- Born: 4 February 1972 London, United Kingdom
- Died: 10 December 2019 (aged 47) Dublin, Ireland
- Education: University College Dublin University of Cambridge King's Inns
- Occupations: Barrister; Academic; Senior Counsel
- Spouse: Annick
- Children: 2

= Paul Anthony McDermott =

English-born Irish lawyer and academic (1972–2019)

Paul Anthony McDermott, SC (4 February 1972 – 10 December 2019) was an English-born Irish lawyer and academic. He was a prominent criminal barrister who often prosecuted cases in the Irish superior courts. He was also known as a lecturer in law at University College Dublin and for frequent commentary on legal matters in the Irish media.
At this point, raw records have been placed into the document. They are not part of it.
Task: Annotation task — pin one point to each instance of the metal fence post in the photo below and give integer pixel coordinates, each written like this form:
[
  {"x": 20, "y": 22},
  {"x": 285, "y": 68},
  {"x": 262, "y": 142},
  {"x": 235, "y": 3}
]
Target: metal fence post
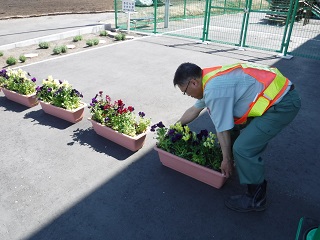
[
  {"x": 245, "y": 23},
  {"x": 206, "y": 21},
  {"x": 155, "y": 3},
  {"x": 286, "y": 42},
  {"x": 115, "y": 14}
]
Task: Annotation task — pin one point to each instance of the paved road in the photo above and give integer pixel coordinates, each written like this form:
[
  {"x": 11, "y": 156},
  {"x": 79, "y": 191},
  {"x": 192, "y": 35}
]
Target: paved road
[{"x": 62, "y": 181}]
== Early life and education ==

McDermott was born in London and studied in St Paul's College, Raheny when his family returned to Ireland. He studied law at University College Dublin, at Gonville and Caius College, Cambridge and at the King's Inns. He held a PhD from UCD. He won the Irish Times Debate for the King's Inns in 1996.

== Career ==

He was called to the bar in 1996 and became a Senior Counsel in 2015.
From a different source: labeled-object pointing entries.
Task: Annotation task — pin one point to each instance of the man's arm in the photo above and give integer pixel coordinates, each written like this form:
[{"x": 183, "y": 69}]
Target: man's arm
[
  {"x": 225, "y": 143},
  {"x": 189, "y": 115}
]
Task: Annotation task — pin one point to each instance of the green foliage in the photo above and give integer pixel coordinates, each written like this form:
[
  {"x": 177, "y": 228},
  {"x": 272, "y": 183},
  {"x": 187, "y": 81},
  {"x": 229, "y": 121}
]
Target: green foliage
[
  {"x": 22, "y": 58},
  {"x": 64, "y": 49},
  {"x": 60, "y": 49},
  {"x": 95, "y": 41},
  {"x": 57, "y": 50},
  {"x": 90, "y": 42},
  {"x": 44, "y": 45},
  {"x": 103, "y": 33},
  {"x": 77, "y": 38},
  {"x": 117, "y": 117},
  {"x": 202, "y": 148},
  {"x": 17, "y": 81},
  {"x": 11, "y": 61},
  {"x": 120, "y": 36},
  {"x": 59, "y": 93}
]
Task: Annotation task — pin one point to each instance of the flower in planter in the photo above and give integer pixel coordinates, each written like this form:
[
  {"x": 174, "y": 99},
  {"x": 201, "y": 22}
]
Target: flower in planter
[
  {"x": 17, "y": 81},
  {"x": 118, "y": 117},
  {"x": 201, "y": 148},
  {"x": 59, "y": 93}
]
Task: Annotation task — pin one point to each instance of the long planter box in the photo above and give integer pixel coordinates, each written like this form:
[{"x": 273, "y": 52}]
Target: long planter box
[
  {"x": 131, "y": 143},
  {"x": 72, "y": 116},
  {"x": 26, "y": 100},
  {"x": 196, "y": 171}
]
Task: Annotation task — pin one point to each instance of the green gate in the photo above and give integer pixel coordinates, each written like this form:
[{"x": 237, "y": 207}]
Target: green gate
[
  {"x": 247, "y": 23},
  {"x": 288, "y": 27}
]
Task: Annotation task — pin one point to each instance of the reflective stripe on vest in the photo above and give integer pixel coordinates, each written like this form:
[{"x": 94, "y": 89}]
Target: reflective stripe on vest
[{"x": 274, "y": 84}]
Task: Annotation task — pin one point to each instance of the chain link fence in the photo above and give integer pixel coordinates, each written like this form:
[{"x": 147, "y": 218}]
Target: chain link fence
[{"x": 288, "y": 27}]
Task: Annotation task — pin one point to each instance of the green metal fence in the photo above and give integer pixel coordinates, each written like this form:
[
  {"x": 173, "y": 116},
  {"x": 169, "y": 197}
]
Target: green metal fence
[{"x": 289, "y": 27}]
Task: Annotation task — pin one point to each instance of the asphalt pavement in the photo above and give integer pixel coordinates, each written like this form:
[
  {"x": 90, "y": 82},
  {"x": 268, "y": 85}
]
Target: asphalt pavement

McDermott was a prominent criminal lawyer. He appeared with Úna Ní Raifeartaigh and Paul O'Higgins in actions taken on behalf of the Director of Public Prosecutions against Seán FitzPatrick arising out of the collapse of Anglo Irish Bank. He successfully represented the State in the High Court in the first Irish case to consider the admissibility of CCTV evidence.

He frequently represented the Data Protection Commissioner, including in the European Court of Justice in 2017 in a case which found that professional exam papers and examiner comments constitute personal data. He often appeared on behalf of the Law Society of Ireland and the Medical Council of Ireland in prosecuting professional malpractice cases. He also worked with the Central Bank of Ireland in inquiries, including into Quinn Insurance and the misselling of tracker mortgage products by Irish banks.
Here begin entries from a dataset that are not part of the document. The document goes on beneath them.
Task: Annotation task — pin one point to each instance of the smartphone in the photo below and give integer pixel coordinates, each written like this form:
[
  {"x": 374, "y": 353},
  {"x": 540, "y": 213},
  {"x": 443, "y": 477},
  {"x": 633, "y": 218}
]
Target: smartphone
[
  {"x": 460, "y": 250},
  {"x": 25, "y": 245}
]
He taught criminal law at University College Dublin and the law of evidence at the Law Society of Ireland. He co-authored a text on Irish criminal law with Peter Charleton and Marguerite Bolger and co-authored a book on the law of contract in Ireland with his brother James McDermott. He wrote a regular column for The Sunday Times for over 10 years.

McDermott frequently appeared on Irish television and radio as a commentator on legal matters. He often appeared on Morning Ireland, Today with Seán O'Rourke, RTÉ News: Six One, and Newstalk on legal topics such as criminal and constitutional law. He received attention for his analysis and comments on the referendum to establish the Court of Appeal and the referendum to repeal the Eighth Amendment. In 2017, a murder trial at the Central Criminal Court was collapsed by the judge after the jury heard comments McDermott made describing the defence of provocation in an unrelated discussion on Prime Time.

== Personal life and death ==

McDermott was married to Annick and had two sons. He died on 10 December 2019 after an illness. The Minister for Justice and Equality Charles Flanagan said he paid tribute to him as a "talented barrister, popular lecturer & entertaining newspaper columnist". Micheál P. O’Higgins, the Chairman of the Bar Council of Ireland, said he was "unparalleled" in his "ability to explain complex legal subjects and distil them for better public understanding". The Irish Times concluded that he was "destined" to join the judiciary. His funeral took place in Newman University Church on 14 December 2019 and was attended by the President Michael D. Higgins, the Chief Justice Frank Clarke and the Attorney General Séamus Woulfe.